The company is to be established as a special-purpose vehicle (SPV) and with a paid-in capital of NT$300 million (US$9.09 million), the commission said.
“By using the new company’s services, small brokerages would be able to offer the option of trading international stocks to their clients,” Securities and Futures Bureau Deputy Director-General Chang Li-chen (張麗真) told a press conference.
She said that only large brokerages are able to offer trading of international stocks to their clients as they have the resources to set up the required back-office systems.
Through the SPV scheme, the required transaction costs and procedural complexity would be greatly reduced, Chang said, adding that the move would also make investment in Taiwanese equities easier for overseas investors.
Stocks listed on the Singapore Exchange would made available to domestic retail investors after the new company commences operations before the end of the first quarter next year, she said.
Regulators of various governments are working toward trading on other international bourses, including those in Hong Kong, South Korea and Japan, she said.
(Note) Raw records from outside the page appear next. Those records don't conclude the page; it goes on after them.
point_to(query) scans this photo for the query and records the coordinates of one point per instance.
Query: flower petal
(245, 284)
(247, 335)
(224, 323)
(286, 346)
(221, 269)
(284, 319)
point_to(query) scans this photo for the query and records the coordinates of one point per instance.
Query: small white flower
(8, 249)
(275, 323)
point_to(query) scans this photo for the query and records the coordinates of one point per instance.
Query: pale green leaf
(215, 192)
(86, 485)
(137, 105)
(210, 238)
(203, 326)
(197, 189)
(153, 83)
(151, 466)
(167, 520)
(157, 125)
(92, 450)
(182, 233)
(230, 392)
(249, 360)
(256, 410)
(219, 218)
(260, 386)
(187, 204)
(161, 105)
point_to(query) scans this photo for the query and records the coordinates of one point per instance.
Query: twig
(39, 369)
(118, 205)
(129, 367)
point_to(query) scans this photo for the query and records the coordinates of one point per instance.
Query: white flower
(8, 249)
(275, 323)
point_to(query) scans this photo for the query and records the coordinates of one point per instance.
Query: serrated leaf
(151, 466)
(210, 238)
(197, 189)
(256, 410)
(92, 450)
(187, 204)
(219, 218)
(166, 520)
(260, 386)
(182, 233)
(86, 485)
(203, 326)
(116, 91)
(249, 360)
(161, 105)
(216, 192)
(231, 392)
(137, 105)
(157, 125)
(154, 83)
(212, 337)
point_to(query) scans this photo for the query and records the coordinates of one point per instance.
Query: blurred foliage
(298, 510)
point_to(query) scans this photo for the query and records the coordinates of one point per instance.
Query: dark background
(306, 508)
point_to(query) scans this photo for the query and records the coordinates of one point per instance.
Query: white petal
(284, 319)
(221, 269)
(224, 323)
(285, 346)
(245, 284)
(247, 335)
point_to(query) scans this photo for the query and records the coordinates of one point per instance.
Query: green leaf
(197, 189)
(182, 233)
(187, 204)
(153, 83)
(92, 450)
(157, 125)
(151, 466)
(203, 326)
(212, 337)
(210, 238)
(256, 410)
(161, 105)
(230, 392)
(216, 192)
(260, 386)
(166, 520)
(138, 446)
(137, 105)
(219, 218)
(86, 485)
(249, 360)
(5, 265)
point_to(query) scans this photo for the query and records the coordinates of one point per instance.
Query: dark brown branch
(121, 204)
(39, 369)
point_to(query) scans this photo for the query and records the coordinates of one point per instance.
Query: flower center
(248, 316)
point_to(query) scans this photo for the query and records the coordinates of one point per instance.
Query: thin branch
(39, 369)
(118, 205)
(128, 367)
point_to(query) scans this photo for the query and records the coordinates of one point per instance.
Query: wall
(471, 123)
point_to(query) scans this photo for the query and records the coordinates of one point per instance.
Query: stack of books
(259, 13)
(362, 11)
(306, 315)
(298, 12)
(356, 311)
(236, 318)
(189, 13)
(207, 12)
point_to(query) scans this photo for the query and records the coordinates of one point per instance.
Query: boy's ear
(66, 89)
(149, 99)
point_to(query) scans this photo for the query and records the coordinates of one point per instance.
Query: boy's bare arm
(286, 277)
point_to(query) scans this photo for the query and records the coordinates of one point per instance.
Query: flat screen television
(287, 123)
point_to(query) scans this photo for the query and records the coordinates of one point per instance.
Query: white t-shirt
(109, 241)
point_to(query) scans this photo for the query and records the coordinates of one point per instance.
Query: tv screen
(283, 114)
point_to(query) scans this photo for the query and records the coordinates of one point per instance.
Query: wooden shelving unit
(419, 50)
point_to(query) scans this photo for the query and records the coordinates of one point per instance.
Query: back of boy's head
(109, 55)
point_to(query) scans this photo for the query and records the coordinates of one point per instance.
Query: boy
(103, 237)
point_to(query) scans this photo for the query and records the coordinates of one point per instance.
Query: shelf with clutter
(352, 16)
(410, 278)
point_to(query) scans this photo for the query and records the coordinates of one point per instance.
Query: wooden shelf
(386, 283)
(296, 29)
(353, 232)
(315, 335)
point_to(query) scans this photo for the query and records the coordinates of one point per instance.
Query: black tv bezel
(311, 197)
Although 42 brokerages had filed applications with the commission to gain approval to offer trading in international equities, only 10 had implemented a service, the commission said.
However, the measure is not as direct as the Shanghai-Hong Kong Stock Connect program, in which a subsidiary is established in both cities to process trades at the local clearing houses.
The commission yesterday also announced it is to ease the regulations on share buybacks for publicly traded brokerages, by lifting a restriction that brokerages initiate a share buyback if they have accumulated losses in the previous year.
“The decision factored in the immense pressure on earnings faced by brokerages amid rising market volatility,” Chang said.
Of the nation’s eight listed brokerages, two have incurred losses this year, the commission said, adding that one of the brokerages currently in the red has expressed an interest in initiating a share buyback.
In related news, as of the end of last month, the securities brokerage sector reported an aggregate net income of NT$21.2 billion, down 24 percent year-on-year, the Taiwan Stock Exchange said in a statement.
In the first 11 months, brokerages’ fee income declined by 8.4 percent, or NT$3.7 billion, year-on-year, while there was NT$1.9 billion less profit from proprietary trading in the same period, the exchange said.
During the first 11 months, market turnover on the local bourse contracted by 1.27 percent year-on-year, with the TAIEX slumping 9.43 percent over the same period.